The electric carmaker said it sold 184,800 vehicles in the first three months of the year, up from 88,500 a year ago. It produced 180,338 vehicles, compared with 102,672 in the first quarter of 2020.

The company’s sales numbers, which cover the entire world, come a day after General Motors and Ford Motor reported that their US sales were up modestly. Tesla does not break out its sales by region and a lot of its recent growth has been in China, where electric cars make up a much larger share of the auto market than in the United States.

Tesla was helped by the arrival of the Model Y, a roomier version of its Model 3 sedan.
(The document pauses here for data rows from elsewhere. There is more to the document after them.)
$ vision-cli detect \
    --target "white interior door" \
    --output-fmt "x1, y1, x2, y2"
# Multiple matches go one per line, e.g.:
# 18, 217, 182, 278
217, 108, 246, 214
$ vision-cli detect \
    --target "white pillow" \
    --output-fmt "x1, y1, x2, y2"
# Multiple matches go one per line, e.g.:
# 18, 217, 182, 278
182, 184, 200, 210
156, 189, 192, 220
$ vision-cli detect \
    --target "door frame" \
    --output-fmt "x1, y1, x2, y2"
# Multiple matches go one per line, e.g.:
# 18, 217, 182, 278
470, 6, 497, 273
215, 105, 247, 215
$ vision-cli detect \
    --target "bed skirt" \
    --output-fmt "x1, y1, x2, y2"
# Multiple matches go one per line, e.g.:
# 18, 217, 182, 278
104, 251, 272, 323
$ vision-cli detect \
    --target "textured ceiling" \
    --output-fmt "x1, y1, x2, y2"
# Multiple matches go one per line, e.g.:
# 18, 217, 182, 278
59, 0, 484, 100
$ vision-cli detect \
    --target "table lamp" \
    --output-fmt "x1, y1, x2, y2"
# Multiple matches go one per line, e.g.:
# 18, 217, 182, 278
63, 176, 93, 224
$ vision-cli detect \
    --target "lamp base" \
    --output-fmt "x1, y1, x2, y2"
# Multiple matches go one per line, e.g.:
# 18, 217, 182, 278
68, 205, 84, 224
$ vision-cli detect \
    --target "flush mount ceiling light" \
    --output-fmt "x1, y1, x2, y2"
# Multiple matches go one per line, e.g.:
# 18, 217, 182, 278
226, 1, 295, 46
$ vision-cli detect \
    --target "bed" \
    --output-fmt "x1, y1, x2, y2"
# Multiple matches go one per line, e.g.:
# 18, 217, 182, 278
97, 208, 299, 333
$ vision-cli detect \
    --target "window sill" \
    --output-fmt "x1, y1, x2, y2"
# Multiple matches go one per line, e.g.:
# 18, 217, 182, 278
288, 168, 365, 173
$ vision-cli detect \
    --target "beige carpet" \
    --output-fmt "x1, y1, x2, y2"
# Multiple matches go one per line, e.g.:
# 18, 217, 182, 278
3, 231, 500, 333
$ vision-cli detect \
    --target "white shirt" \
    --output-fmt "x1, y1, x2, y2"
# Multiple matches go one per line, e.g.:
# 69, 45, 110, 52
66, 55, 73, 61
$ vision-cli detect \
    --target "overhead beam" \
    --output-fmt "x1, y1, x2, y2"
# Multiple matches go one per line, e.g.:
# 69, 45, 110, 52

Those two cars accounted for almost all of its deliveries in the first quarter. It reported just 2,020 deliveries of its high-end cars — the Model S luxury sedan and the Model X SUV.

Tesla has halted production of the Model S and Model X while preparing its plant in Fremont, California, to build updated versions of the cars. The company said in a statement that it was “in the early stages of ramping production” of the new models, which generate much more profit than the Model 3 and Model Y.
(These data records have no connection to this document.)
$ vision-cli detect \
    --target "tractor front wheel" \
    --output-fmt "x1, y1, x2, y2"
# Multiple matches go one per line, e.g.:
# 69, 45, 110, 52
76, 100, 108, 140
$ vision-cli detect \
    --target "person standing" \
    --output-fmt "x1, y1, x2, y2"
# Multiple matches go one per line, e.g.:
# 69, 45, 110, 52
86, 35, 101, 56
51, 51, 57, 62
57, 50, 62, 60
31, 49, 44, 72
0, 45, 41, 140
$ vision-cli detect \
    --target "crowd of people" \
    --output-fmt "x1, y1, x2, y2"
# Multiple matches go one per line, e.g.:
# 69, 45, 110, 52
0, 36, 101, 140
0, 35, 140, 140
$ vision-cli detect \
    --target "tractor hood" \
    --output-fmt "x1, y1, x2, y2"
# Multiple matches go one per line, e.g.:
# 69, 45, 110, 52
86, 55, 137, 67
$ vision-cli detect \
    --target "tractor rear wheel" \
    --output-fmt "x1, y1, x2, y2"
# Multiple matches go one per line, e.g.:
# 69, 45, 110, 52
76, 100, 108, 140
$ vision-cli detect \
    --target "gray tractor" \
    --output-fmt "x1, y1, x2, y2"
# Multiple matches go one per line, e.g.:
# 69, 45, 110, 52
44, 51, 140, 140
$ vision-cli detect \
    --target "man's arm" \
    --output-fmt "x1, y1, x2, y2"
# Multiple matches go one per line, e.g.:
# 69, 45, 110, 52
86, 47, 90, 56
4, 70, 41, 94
The first-quarter sales numbers could lift Tesla shares, which have lost more than a quarter of their value since January when they hit a high of about $900. The impact won’t be known until next week, however, because the stock market was closed in observance of Good Friday. On Thursday, Tesla’s stock fell about 1 percent, closing at $661.75.

Analysts were surprised by the jump in sales. Most had been expecting deliveries of about 172,000 vehicles.

“The company yet again defied the skeptics and bears,” Dan Ives, a Wedbush analyst, said in a report. “It’s been a brutal sell-off for Tesla and EVs, but we believe that will now be in the rearview mirror.”